Can emergency room doctors sue the FDA for not regulating mifepristone more aggressively?

The Supreme Court will hear oral arguments this morning FDA v. Hippocratic Medicine Alliancea challenge to the way the Food and Drug Administration regulates mifepristone, a drug used to terminate pregnancies.

The biggest challenge for AHM, the group challenging the FDA, is proving that federal courts have jurisdiction to hear its claims. The AHM would like to see the FDA regulate mifepristone more strictly or ban its use altogether. In fact, the AHM argues that the FDA needs to regulate someone else (in this case, the manufacturers and prescribers of mifepristone) more rigorously than it has done to date. As always in ongoing cases, asking courts to force the government to treat a third party differently can be a daunting task.

The AHM’s standing claim is based on the contention that AHM members suffer injuries when women taking mifepristone face complications and seek emergency room care. Having to observe and treat such complications causes significant harm, AHM argues, because providing treatment in these cases makes doctors feel complicit in the abortion, violates their conscience, and may even expose them to liability.

Assuming that the actions of third parties (in this case, the FDA) who force individuals to do their jobs (in this case, anti-abortion emergency room doctors who treat patients) constitute cognizable harm for purposes of ‘Article III, AHM faces the broader problem of being unable to identify specific physicians who will face specific instances.

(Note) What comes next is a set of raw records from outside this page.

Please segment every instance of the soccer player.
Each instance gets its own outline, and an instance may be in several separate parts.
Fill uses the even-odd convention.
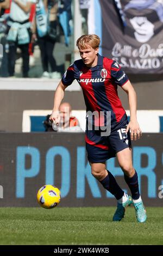
[[[82,59],[70,66],[58,84],[50,120],[59,125],[59,108],[64,91],[76,79],[82,88],[86,106],[86,149],[92,174],[117,200],[113,221],[121,221],[126,208],[133,203],[137,221],[144,222],[146,211],[140,195],[137,174],[131,157],[130,138],[136,140],[142,133],[136,118],[136,93],[118,63],[99,55],[99,44],[100,39],[95,34],[83,35],[77,40]],[[129,123],[118,96],[117,86],[128,95],[130,113]],[[104,132],[104,127],[107,130],[109,125],[110,132],[108,129]],[[121,188],[106,169],[106,161],[116,156],[132,198]]]

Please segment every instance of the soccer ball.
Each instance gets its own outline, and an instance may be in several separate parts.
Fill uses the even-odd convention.
[[[37,193],[37,200],[43,208],[51,209],[57,206],[60,201],[60,190],[55,186],[46,185]]]

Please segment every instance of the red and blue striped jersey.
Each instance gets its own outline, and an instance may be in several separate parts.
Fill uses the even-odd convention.
[[[76,79],[81,86],[86,111],[111,112],[111,126],[120,121],[126,113],[118,96],[117,86],[123,86],[128,78],[112,59],[98,54],[97,65],[87,67],[82,59],[70,66],[62,78],[65,86]]]

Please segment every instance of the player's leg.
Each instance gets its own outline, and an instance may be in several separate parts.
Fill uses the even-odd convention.
[[[117,183],[111,173],[106,169],[105,163],[91,163],[91,173],[108,191],[113,194],[117,200],[123,197],[124,191]]]
[[[121,221],[124,217],[126,208],[132,203],[131,197],[121,188],[113,175],[106,169],[105,163],[90,163],[90,164],[92,174],[117,200],[117,208],[113,221]]]
[[[124,180],[131,193],[137,221],[144,222],[147,214],[139,193],[137,174],[133,166],[131,149],[127,148],[117,153],[119,164],[124,173]]]

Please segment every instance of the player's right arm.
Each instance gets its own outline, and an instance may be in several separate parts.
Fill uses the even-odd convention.
[[[60,121],[59,108],[61,101],[64,97],[65,90],[67,87],[67,86],[64,86],[61,80],[55,90],[54,99],[54,106],[52,110],[52,114],[49,117],[49,120],[51,122],[54,121],[57,126],[59,125]]]
[[[71,84],[74,80],[74,73],[73,64],[72,64],[65,72],[55,91],[54,99],[54,106],[52,114],[49,118],[49,120],[51,122],[54,121],[57,126],[59,125],[60,121],[59,108],[61,101],[64,99],[65,89],[67,86]]]

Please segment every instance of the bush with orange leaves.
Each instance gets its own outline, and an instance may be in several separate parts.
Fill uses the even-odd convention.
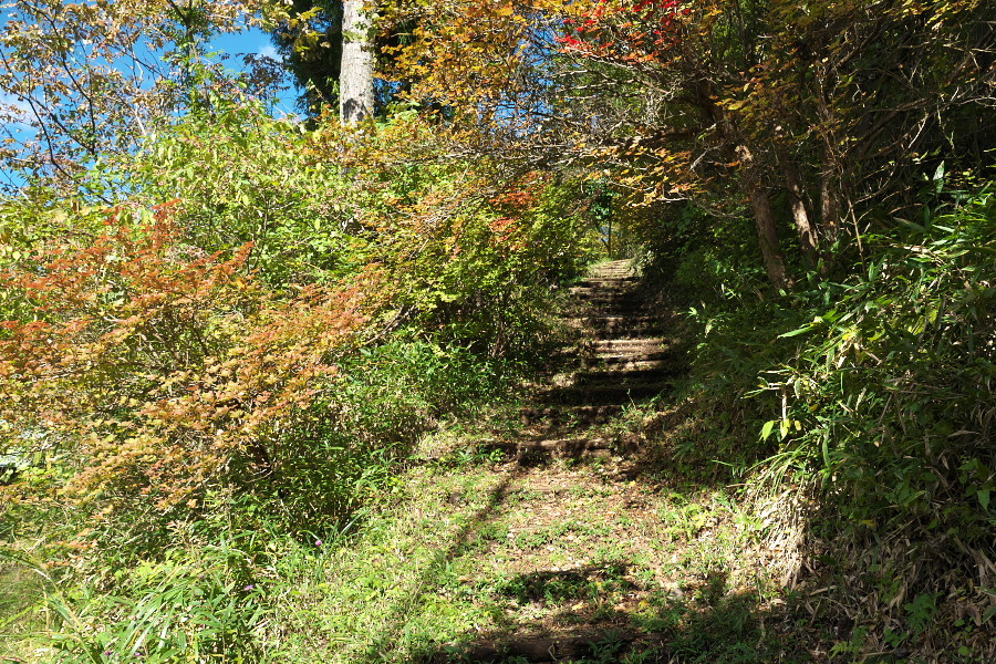
[[[365,321],[359,287],[277,293],[250,245],[206,255],[168,216],[116,208],[0,274],[0,453],[68,453],[70,497],[165,510],[266,481]]]

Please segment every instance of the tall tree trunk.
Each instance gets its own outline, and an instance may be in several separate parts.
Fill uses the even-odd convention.
[[[374,44],[373,10],[364,0],[342,3],[342,68],[339,74],[339,117],[355,124],[373,115]]]
[[[740,158],[744,174],[744,188],[750,208],[754,210],[754,222],[757,226],[757,239],[760,243],[761,256],[765,259],[765,269],[768,272],[768,281],[775,288],[789,288],[791,286],[785,270],[785,257],[778,248],[778,228],[775,225],[775,212],[771,210],[771,197],[761,181],[757,172],[757,163],[746,145],[737,146],[737,156]]]
[[[806,209],[802,186],[799,184],[799,172],[782,146],[777,145],[775,149],[778,156],[778,164],[781,166],[781,173],[785,175],[789,207],[792,210],[792,221],[796,222],[796,231],[799,234],[799,247],[802,249],[802,253],[809,263],[816,267],[819,260],[819,240],[817,239],[816,228],[809,219],[809,211]]]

Rather, they argue that the risk of these things is increased because mifepristone is available. The problem here is that the AHM claims precisely the type of speculative damages for which the Court found they were not sufficient Clapper against Amnesty International. Therefore, allowing this case to move forward would, in effect, allow groups of doctors to challenge any agency decisions that could conceivably result in an increase in injuries among an identifiable group of people. AHM tries to address this issue by quoting the comment in Clapper in footnote 5 that standing can sometimes be demonstrated “on the basis of a ‘substantial risk’ of harm occurring,” yet he manages to conveniently truncate the quote whenever this argument is made. What footnote 5 actually says is that: “In some cases, we have found a ‘substantial risk’ that harm will occur, that could cause claimants to reasonably incur costs to mitigate or avoid such harm.“This last requirement – ​​costly preventive actions to prevent damage – is not met in this case.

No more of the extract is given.